About the Early American Fiction Collection

In 1996, the University of Virginia Library received a grant from the Andrew W. Mellon Foundation to digitize several hundred volumes of early American fiction dating from 1789-1850. The texts chosen for the project include first printings of works by well-known authors such as James Fenimore Cooper, Edgar Allan Poe, Nathaniel Hawthorne, as well as more obscure authors like Rufus Dawes and Hannah Webster Foster. With the success of the first phase of the project, the Andrew W. Mellon Foundation provided funding for the Library to digitize an additional set of texts from 1851-1875. The Early American Fiction collection includes 886 volumes, totaling 230,016 pages. 136 authors are represented.
These texts have been digitized, keyboarded, marked up in TEI-conformant XML, and made available on-line for full-text searching and browsing. In addition, full color images of every page of these 886 first edition texts, including spines and covers, are available. Details of the EAF Project workflow is available.
Study Resources for Early American Fiction are available.

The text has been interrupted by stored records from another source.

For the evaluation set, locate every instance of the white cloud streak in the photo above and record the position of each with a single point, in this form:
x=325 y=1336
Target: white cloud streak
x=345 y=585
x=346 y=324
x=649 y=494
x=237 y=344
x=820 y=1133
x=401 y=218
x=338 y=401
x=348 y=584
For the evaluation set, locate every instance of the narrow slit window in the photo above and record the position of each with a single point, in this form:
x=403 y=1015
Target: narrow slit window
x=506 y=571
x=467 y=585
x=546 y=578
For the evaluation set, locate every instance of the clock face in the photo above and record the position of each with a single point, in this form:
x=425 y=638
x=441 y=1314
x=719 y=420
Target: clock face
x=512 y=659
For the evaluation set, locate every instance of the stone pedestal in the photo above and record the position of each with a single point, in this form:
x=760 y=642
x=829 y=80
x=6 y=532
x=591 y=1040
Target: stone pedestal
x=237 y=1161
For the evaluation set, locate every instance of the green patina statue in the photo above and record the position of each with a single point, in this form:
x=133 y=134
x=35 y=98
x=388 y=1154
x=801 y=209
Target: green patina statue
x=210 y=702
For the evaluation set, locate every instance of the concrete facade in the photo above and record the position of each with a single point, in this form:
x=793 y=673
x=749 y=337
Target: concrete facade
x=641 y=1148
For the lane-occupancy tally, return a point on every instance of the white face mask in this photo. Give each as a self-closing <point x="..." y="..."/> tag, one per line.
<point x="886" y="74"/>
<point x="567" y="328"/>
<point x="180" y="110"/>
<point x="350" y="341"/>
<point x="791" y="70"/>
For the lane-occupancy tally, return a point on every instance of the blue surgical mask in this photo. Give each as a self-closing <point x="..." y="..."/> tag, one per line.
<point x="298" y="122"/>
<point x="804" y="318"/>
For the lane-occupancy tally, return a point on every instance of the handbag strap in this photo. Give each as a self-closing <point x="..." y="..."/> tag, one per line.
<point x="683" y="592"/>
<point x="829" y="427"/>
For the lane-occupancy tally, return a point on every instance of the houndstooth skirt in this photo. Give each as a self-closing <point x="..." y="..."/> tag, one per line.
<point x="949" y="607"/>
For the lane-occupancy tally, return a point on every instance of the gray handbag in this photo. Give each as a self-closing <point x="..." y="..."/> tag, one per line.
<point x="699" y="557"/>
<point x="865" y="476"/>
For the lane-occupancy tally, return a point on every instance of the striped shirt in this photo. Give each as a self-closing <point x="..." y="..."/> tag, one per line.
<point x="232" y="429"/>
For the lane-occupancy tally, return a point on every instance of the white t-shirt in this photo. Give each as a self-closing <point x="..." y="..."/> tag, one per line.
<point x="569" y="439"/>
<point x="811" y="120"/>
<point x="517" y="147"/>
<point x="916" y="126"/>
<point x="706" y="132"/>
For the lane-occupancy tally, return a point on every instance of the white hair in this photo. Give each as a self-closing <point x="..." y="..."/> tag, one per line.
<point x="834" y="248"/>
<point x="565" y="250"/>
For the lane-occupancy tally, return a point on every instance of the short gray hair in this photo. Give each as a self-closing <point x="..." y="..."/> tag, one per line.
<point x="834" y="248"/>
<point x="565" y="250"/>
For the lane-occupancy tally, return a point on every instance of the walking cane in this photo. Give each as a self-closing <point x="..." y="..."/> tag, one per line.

So that the Library may continue to build and maintain this important collection, access to the full Early American Fiction collection is licensed through Chadwyck-Healey/Pro-Quest Information and Learning. A subset of the collection that includes over 175 texts and all of the manuscript items and ancillary materials is freely available to all users as part of the Digital Library at the University of Virginia.